Example ConfigMap Manifest:

apiVersion: v1
kind: ConfigMap
metadata:
  name: sync-operator-policy
  # This should be in the same namespace as the operator
  namespace: sync-operator
data:
  # The maximum number of VMDiskImage allowed to be syncing at once.
  concurrency: "4"
  # The number of times to retry a failed sync.
  retryLimit: "2"
  # The initial duration to wait after a failure before retrying.
  retryBackoffDuration: "5m"

3.2 VMDiskImage CRD

Workspaces resources are composed of many different individual VMs and container Imagaes. A VMDiskImage represents the data required to start a particular version of a VM resource. A workspace that makes use of many VMs will have many VMDiskImage CRDs within the cluster.

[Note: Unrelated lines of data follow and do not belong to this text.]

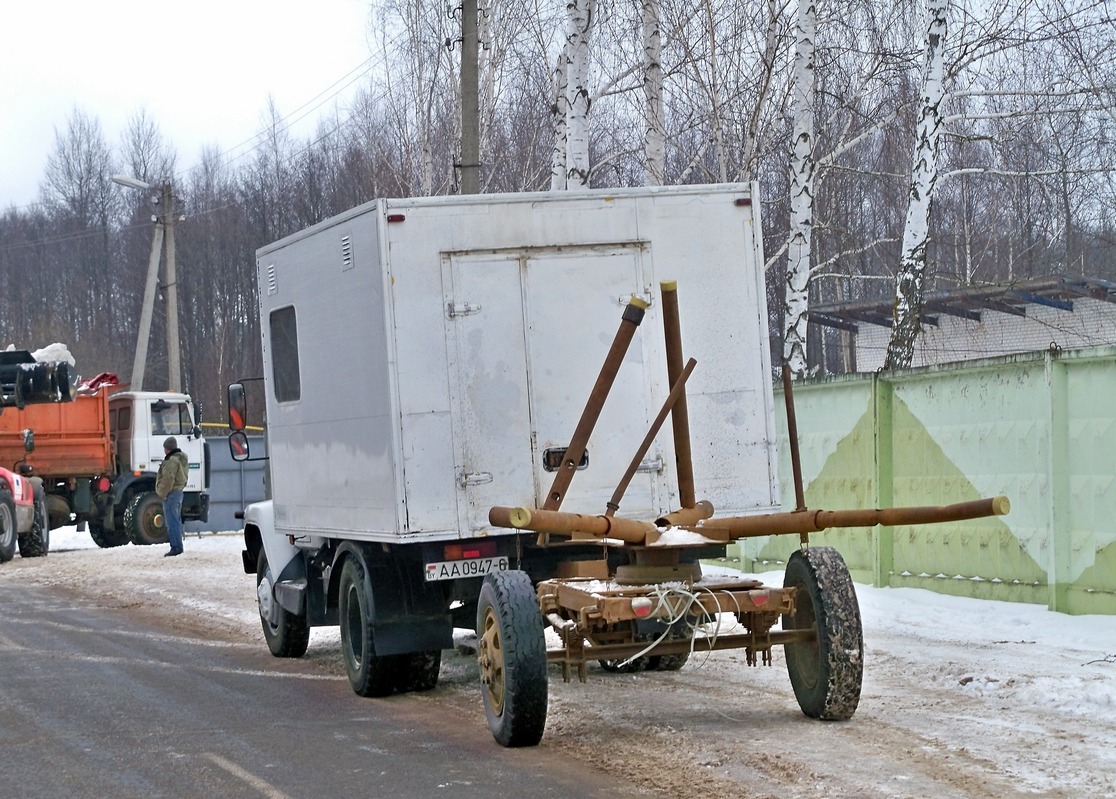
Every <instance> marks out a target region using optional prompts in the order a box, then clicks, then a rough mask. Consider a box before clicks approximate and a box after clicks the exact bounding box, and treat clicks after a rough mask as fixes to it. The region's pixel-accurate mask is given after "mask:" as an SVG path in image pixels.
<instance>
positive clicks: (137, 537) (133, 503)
mask: <svg viewBox="0 0 1116 799" xmlns="http://www.w3.org/2000/svg"><path fill="white" fill-rule="evenodd" d="M124 531H125V532H126V533H127V535H128V539H131V541H132V543H135V545H141V546H146V545H152V543H165V542H166V519H165V518H164V517H163V500H161V499H160V498H158V494H157V493H155V492H154V491H145V492H144V493H142V494H136V495H135V497H133V498H132V500H131V501H128V507H127V508H125V509H124Z"/></svg>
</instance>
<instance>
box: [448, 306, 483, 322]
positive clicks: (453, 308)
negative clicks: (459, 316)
mask: <svg viewBox="0 0 1116 799" xmlns="http://www.w3.org/2000/svg"><path fill="white" fill-rule="evenodd" d="M480 312H481V307H480V306H479V305H470V304H469V302H461V304H458V302H446V304H445V315H446V316H448V317H450V318H451V319H455V318H456V317H459V316H469V315H470V314H480Z"/></svg>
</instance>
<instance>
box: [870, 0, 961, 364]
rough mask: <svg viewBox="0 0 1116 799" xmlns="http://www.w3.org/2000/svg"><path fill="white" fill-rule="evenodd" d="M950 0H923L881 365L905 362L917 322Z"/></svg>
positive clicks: (948, 26)
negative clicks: (921, 24) (898, 262)
mask: <svg viewBox="0 0 1116 799" xmlns="http://www.w3.org/2000/svg"><path fill="white" fill-rule="evenodd" d="M947 10H949V0H926V33H925V39H924V40H923V44H924V45H925V60H924V62H923V70H922V87H921V98H920V104H918V106H920V107H918V121H917V126H916V129H915V143H914V155H913V157H912V165H911V189H910V193H908V204H907V214H906V222H905V223H904V225H903V250H902V253H901V256H899V266H898V270H897V272H896V275H895V320H894V325H893V327H892V337H891V340H889V341H888V343H887V355H886V357H885V358H884V368H888V369H893V368H897V367H903V366H910V365H911V359H912V358H913V356H914V341H915V338H916V337H917V335H918V331H920V329H921V328H920V326H921V324H922V296H923V285H924V282H925V276H926V240H927V239H929V238H930V213H931V210H932V206H933V201H934V186H935V184H936V183H937V171H939V169H937V151H939V144H940V142H941V133H942V112H941V106H942V97H943V95H944V93H945V88H944V80H945V37H946V33H947V31H949V23H947V16H946V15H947Z"/></svg>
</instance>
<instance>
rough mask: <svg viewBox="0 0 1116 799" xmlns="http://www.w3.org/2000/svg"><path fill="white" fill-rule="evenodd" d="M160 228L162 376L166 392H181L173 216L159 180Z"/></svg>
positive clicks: (165, 183) (170, 201)
mask: <svg viewBox="0 0 1116 799" xmlns="http://www.w3.org/2000/svg"><path fill="white" fill-rule="evenodd" d="M162 210H163V228H164V230H165V231H166V241H165V247H166V275H165V278H166V287H165V288H166V378H167V386H166V387H167V391H171V392H175V393H181V392H182V357H181V346H180V343H179V279H177V276H176V275H175V268H174V223H175V221H176V219H177V216H176V213H177V212H176V211H175V208H174V194H173V193H172V192H171V182H170V181H166V182H164V183H163V209H162Z"/></svg>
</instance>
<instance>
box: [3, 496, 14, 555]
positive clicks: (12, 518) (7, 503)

Example VMDiskImage Manifest:

apiVersion: "pelotech.ot/v1alpha1"
kind: "VMDiskImage"
metadata:
  name: "sync-workspace-123"
spec:
  storageClass: "gp3"
  snapshotClass: "ebs-snapshot"
  secretRef: "foo-bar"
  name: "harrison-vm"
  url: "https://s3.us-gov-west-1.amazonaws.com/vm-images/images/harrison-vm/1.0.0/vm.qcow2"
  sourceType: "s3"
  diskSize: "24Gi"
# The operator manages this section to provide real-time status and auditability.
status:
  phase: "Queued"
  message: "Request is waiting for an available worker."
  conditions:
type: "Ready"
      status: "False"
      lastTransitionTime: "2025-07-11T20:57:00Z"

3.3: The Controller

The Controller is the core of the system, ensuring that resources are managed intelligently. Operator Logic:

  • Initialization: On startup, the operator reads its configuration from the sync-operator-policy ConfigMap.
  • Watch for Requests: The operator watches for new VMDiskImage resources to be created in the cluster.
  • Queue Requests: When a new request is detected, it is added to a single, global First-In, First-Out (FIFO) queue.
  • Enforce Policy: The operator processes the queue, ensuring the number of active syncs never exceeds the concurrency limit from the ConfigMap. It creates the storage objects respecting the defined retry logic.
  • Provide Status: The operator provides real-time feedback by continuously updating the status field of the VMDiskImage resource as it moves through its lifecycle (e.g., Queued, Syncing, Succeeded, Failed).

4. End-to-End Controller Workflow

flowchart TD
    subgraph "Setup (Admin)"
        A["Admin configures the 'sync-operator-policy' ConfigMap"]
    end
    subgraph "Event (User/CI)"
        B["User or CI system creates a VMDiskImage resource"]
    end
    subgraph "Controller Logic"
        C{"Controller detects the new request"};
        A --> C;
        B --> C;
        C --> D["Request is added to a global queue"];
        D --> E["Controller processes queue, respecting the concurrency limit"];
        E --> F["Controller triggers sync with retry rules"];
        F --> G["Controller updates status on the VMDiskImage"];
    end
Loading

5. Addressing the need to preload resources

The team currently has a pipeline which we use to publish workspaces. We can hook into the pipeline to create or update existing VMDiskImage resources as well. This would ideally allow the team to keep all our resources as fresh as possible and use current team workflows to accomplish this.

An alternative option would be to increase the complexity of the operator to "watch" a some source of truth however given the required complexity to accomplish this the team has chosen to go with the option that is the least amount of lift.

6. Addressing the unrecoverable workspace edge case (Non-mvp)

Assuming that we are able to preload resources effectively this should hopefully be less common or removed entirely. The team has decided to use a manual workaround for the time being and update the operator post MVP. The team acknowledges that this is non-optimal and will update the operator post MVP to address this use case.

7. Stale workspace data management (Non-mvp)

In environments where users are using many different versions of workspaces each with their own sets of required storage objects the team will continue the manual workflow for the time being. The operator will be be updated later on to solve this pain point.